Mali Seeks to Crack Down on Cryptocurrency-Related Financial Crime

As the global market for cryptocurrencies continues to grow, so does the risk of illicit activity. In Mali, 28 percent of consumers are interested in using digital assets services as part of their banking relationship, driving traditional financial institutions to consider launching their own cryptocurrency businesses or partnering with virtual asset service providers (VASPs).

Regulatory Uncertainty and Illicit Activity

However, regulatory uncertainty and the risk of illicit activity have made it a challenge for these institutions to navigate this new market. The Malian government has taken note of these concerns and is working to establish clear guidelines for the use of cryptocurrencies.

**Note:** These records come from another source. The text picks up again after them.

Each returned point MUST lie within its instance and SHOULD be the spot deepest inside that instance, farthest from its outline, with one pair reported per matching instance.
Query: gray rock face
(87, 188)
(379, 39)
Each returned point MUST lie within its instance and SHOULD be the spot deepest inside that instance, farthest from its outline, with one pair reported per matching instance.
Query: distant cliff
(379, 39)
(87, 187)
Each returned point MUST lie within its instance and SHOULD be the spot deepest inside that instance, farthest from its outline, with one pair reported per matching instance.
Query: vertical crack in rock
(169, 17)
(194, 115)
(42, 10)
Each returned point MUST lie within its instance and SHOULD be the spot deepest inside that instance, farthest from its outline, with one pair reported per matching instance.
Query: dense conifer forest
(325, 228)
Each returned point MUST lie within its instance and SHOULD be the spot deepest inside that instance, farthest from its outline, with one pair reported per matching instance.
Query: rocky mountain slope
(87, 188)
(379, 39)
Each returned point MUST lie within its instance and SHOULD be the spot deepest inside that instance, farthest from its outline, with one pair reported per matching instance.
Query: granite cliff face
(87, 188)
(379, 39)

Addressing Key Threats and Vulnerabilities

The Treasury’s Action Plan highlights the key threats, vulnerabilities, and illicit financing risks related to virtual assets. According to a spokesperson for the Malian government:

“We are committed to ensuring that our financial institutions have the necessary tools to combat these risks and protect their customers.”

Guidance from the Financial Action Task Force (FATF)

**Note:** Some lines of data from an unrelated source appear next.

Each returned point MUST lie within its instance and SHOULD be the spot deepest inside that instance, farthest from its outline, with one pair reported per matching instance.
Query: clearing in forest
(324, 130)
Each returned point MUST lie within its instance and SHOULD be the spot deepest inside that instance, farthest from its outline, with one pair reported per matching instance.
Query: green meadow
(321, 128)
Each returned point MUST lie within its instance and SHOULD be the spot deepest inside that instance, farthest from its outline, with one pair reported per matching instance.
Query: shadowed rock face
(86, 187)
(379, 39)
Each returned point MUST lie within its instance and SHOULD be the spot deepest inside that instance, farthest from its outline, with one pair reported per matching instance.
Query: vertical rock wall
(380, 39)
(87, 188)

The FATF has provided guidance on virtual assets, which recommends a risk-based approach to combating money laundering and terrorist financing. The guidelines include:

  • Conducting counterparty VASP due diligence prior to partnering with them
  • Ongoing customer due diligence and monitoring

Recommendations for Traditional Financial Institutions

Traditional financial institutions in Mali are advised to follow these guidelines when considering partnerships with VASPs or payment service providers. This includes assessing the risks associated with a VASP’s:

  • Ownership
  • Structure
  • Products and services
  • Geography
  • Channels of client interaction

By taking these steps, Malian financial institutions can reduce their exposure to cryptocurrency-related financial crime and protect their customers from illicit activity.

Conclusion

As the country continues to develop its regulatory framework for cryptocurrencies, it is clear that addressing this risk will be a key priority. With the guidance of the FATF and the efforts of the Malian government, traditional financial institutions can work together to create a safe and secure environment for consumers and businesses to use digital assets services.

Ultimately, the goal of Malawi’s efforts to regulate cryptocurrency-related financial crime is to promote the growth and development of its financial sector. By taking a proactive approach to addressing this risk, the country can help to reduce illicit activity and protect its customers.